Return On Capital Employed (ROCE): What Is It?

If you haven't worked with ROCE before, it measures the 'return' (pre-tax profit) a company generates from capital employed in its business. The formula for this calculation on Luoyang Northglass TechnologyLtd is:

Return on Capital Employed = Earnings Before Interest and Tax (EBIT) ÷ (Total Assets - Current Liabilities)

0.049 = CN¥91m ÷ (CN¥2.6b - CN¥726m) (Based on the trailing twelve months to March 2024).

So, Luoyang Northglass TechnologyLtd has an ROCE of 4.9%. In absolute terms, that's a low return but it's around the Machinery industry average of 5.6%.

View our latest analysis for Luoyang Northglass TechnologyLtd

roce
SZSE:002613 Return on Capital Employed June 7th 2024

Historical performance is a great place to start when researching a stock so above you can see the gauge for Luoyang Northglass TechnologyLtd's ROCE against it's prior returns.
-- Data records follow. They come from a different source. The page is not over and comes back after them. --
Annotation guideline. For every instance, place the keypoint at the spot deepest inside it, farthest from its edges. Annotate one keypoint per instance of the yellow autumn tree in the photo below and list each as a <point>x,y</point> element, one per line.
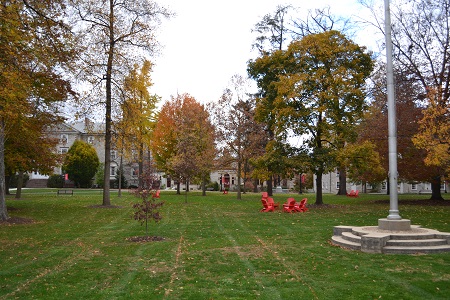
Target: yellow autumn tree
<point>133,131</point>
<point>183,140</point>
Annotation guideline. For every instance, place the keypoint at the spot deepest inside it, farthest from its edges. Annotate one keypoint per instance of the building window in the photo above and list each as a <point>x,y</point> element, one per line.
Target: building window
<point>64,139</point>
<point>134,171</point>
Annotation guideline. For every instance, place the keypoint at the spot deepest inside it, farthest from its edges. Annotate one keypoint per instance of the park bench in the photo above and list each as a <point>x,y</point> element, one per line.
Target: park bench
<point>64,192</point>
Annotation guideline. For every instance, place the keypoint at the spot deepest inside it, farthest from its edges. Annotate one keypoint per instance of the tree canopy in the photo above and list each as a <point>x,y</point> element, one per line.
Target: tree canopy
<point>183,142</point>
<point>321,95</point>
<point>36,48</point>
<point>81,163</point>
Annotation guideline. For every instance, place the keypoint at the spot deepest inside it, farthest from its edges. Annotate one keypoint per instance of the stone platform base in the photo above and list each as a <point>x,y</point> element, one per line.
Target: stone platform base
<point>373,239</point>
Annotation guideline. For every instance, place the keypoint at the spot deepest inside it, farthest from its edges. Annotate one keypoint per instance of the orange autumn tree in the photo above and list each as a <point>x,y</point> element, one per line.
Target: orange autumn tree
<point>35,54</point>
<point>434,132</point>
<point>183,143</point>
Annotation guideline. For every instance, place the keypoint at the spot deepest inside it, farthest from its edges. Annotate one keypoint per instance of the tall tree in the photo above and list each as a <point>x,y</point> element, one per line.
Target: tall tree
<point>434,137</point>
<point>81,163</point>
<point>114,34</point>
<point>237,131</point>
<point>420,37</point>
<point>138,115</point>
<point>321,94</point>
<point>183,140</point>
<point>35,51</point>
<point>374,128</point>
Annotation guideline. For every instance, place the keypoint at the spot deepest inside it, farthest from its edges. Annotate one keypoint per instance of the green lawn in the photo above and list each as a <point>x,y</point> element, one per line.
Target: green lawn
<point>215,247</point>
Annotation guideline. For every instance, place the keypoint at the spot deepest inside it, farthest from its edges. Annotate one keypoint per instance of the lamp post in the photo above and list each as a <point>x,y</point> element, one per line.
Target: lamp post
<point>392,126</point>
If you want to delve into the historical earnings , check out these free graphs detailing revenue and cash flow performance of Luoyang Northglass TechnologyLtd.

How Are Returns Trending?

We're delighted to see that Luoyang Northglass TechnologyLtd is reaping rewards from its investments and has now broken into profitability. While the business was unprofitable in the past, it's now turned things around and is earning 4.9% on its capital. Interestingly, the capital employed by the business has remained relatively flat, so these higher returns are either from prior investments paying off or increased efficiencies. That being said, while an increase in efficiency is no doubt appealing, it'd be helpful to know if the company does have any investment plans going forward. Because in the end, a business can only get so efficient.

In Conclusion...

As discussed above, Luoyang Northglass TechnologyLtd appears to be getting more proficient at generating returns since capital employed has remained flat but earnings (before interest and tax) are up. Since the stock has only returned 18% to shareholders over the last five years, the promising fundamentals may not be recognized yet by investors. Given that, we'd look further into this stock in case it has more traits that could make it multiply in the long term.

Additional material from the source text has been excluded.